A DECO alertou para falhas na proteção dos consumidores em festivais de verão e enviou à ministra da Cultura, Juventude e Desporto, Margarida Balseiro Lopes, um conjunto de propostas para rever o regime dos espetáculos, em vigor desde 2014.
A associação considera que a legislação deixou de acompanhar a realidade dos grandes festivais, que reúnem vários dias, palcos, artistas e atividades no mesmo bilhete. Esta falta de adaptação tem alimentado dúvidas sobre os direitos dos consumidores quando há cancelamentos, mudanças de recinto, alterações do programa ou interrupções.
O caso mais recente foi o cancelamento da atuação dos Megadeth no festival Evil Live. Para a DECO, episódios deste género mostram como alguns promotores conseguem aproveitar zonas cinzentas da lei para restringir ou recusar reembolsos.

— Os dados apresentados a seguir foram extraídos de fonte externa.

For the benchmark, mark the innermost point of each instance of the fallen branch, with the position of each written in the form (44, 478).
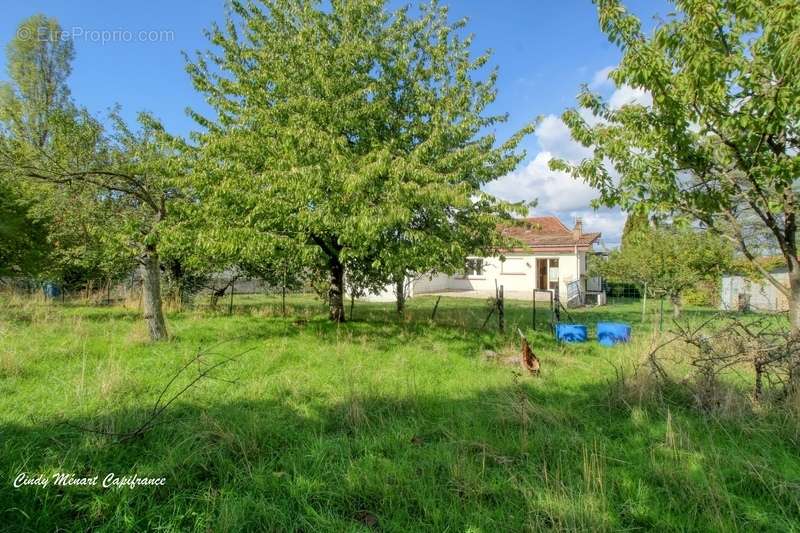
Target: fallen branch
(164, 401)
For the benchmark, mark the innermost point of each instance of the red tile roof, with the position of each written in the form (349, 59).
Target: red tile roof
(547, 233)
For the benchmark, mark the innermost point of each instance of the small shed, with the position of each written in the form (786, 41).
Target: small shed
(741, 293)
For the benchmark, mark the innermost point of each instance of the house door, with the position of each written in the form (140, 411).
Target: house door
(547, 274)
(541, 274)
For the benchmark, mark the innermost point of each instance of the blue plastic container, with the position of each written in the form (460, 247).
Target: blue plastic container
(51, 290)
(611, 333)
(571, 332)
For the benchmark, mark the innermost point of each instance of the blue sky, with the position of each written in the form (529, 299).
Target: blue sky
(545, 49)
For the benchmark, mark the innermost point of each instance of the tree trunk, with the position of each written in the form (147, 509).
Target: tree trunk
(794, 303)
(676, 305)
(400, 291)
(336, 291)
(151, 295)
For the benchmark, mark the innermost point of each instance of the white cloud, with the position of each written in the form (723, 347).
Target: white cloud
(554, 137)
(601, 78)
(629, 95)
(557, 192)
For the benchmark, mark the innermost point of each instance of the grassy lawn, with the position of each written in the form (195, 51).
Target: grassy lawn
(395, 425)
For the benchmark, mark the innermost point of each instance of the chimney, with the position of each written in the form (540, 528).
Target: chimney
(577, 231)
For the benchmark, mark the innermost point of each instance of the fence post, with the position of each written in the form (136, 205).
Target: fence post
(233, 288)
(435, 307)
(644, 302)
(501, 315)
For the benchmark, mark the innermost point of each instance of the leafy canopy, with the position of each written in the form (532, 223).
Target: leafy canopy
(720, 142)
(348, 134)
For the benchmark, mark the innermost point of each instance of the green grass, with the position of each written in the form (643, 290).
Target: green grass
(401, 421)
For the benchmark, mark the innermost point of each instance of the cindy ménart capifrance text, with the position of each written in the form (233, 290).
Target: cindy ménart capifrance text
(111, 480)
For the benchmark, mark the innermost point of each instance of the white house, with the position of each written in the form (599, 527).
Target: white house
(549, 257)
(740, 293)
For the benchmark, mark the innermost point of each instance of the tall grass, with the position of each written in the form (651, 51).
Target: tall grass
(380, 423)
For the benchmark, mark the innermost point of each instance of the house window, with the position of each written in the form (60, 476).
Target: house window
(474, 267)
(513, 265)
(552, 270)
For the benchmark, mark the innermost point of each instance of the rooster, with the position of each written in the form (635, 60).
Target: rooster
(529, 360)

A associação propõe, por isso, a criação de uma definição legal de “multi evento” e de “artista principal”. Neste último caso, quer que sejam considerados principais todos os artistas identificados no cartaz ou na publicidade, assim como aqueles que atuem no palco principal, evitando que a organização altere posteriormente a hierarquia do programa para fugir ao dever de reembolso.
A DECO defende ainda que o cancelamento de um artista num festival não seja tratado como simples interrupção do evento. Quando esteja em causa um cabeça de cartaz, o consumidor deverá poder exigir o reembolso integral; nos restantes casos, deverá existir uma devolução proporcional ao incumprimento.
As plataformas de venda de bilhetes também estão no centro das críticas. A associação aponta comissões e taxas que apenas aparecem no momento do pagamento, encargos que não são devolvidos após cancelamentos e dificuldades em responsabilizar empresas sediadas fora de Portugal.
Entre as propostas está a obrigação de apresentar, desde o início da compra, o preço total do bilhete, já com todas as taxas e comissões incluídas. A DECO quer também limites para esses encargos e a proibição de sistemas automatizados que compram bilhetes em massa para posterior revenda a preços especulativos.
Promotores, plataformas eletrónicas e agências deverão ainda responder solidariamente perante os consumidores. O objetivo é impedir que, em caso de problema, cada entidade remeta a responsabilidade para outra, deixando o comprador sem um interlocutor efetivo.
A associação propõe também que os promotores sejam obrigados a contratar um seguro ou garantia equivalente que assegure o reembolso dos bilhetes em caso de insolvência. O prazo de devolução deverá baixar dos atuais 30 para 14 dias, com pagamento em dobro se o limite não for cumprido.
As novas regras abrangeriam ainda outros eventos pagos com forte adesão do público, como conferências, cimeiras, convenções tecnológicas ou eventos de entretenimento, desde que os bilhetes sejam adquiridos por consumidores e não no âmbito de uma atividade profissional.
A DECO pede igualmente que a fiscalização seja partilhada pela Inspeção-Geral das Atividades Culturais e pela ASAE, com coimas associadas ao volume de negócios dos promotores e das plataformas.
Segundo a associação, Portugal realizou 328 festivais em 2023, um número que demonstra a dimensão do mercado e a urgência de atualizar uma lei concebida para uma realidade muito diferente. A DECO sustenta que não basta responder a cada polémica de forma isolada e que é necessário eliminar as falhas que continuam a permitir incumprimentos sem consequências.